James's godfather is NBA All-Star Chris Paul, who is a close friend of his father.

In 2020, James signed with esports organization FaZe Clan. Through the partnership, he was expected to stream Fortnite and Call of Duty: Warzone under the handle "FaZe Bronny." In June 2021, James made his first appearance on the cover of Sports Illustrated alongside members of FaZe Clan, including NFL quarterback Kyler Murray.

James has established a large social media following since high school. In May 2019, he started an Instagram account and reached one million followers in his first day on the platform. By the end of high school, James had over seven million followers on Instagram.

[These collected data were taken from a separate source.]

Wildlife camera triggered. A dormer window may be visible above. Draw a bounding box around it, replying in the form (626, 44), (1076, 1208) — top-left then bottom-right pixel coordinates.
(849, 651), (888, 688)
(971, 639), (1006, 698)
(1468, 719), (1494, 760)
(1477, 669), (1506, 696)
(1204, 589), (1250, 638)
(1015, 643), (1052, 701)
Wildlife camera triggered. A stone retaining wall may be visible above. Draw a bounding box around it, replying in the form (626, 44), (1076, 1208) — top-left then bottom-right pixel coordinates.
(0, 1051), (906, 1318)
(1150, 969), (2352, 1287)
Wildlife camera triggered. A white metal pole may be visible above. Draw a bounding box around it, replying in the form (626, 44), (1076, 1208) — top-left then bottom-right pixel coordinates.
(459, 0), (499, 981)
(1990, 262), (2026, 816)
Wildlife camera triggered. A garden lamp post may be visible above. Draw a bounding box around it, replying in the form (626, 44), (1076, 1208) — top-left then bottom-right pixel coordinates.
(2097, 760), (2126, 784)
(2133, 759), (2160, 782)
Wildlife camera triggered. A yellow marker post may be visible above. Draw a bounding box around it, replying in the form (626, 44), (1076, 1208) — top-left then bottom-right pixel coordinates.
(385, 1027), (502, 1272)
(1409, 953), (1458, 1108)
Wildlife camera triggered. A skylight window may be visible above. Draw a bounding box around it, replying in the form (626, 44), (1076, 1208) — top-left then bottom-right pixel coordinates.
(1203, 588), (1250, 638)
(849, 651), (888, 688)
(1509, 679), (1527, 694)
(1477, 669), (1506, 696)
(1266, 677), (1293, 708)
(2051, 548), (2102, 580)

Analysts projected James to have one of the highest-earning potentials from his name, image and likeness (NIL) among college athletes. In February 2022, he filed for trademarks on variations of his name: Bronny, BJ Jr. and Bronald. In high school, James signed NIL deals with Nike and Beats by Dre.

===Basketball jersey number===
James has worn the number 0 jersey because it is the number worn by his favorite NBA player, Russell Westbrook. He has also worn the number 23 jersey in honor of his father. In July 2024, James chose the number 9 jersey for his professional debut in the NBA during the 2024–25 Los Angeles Lakers season. The decision was made to honor the late musician Juice Wrld, alluding to Juice's 2017 debut EP 9 9 9.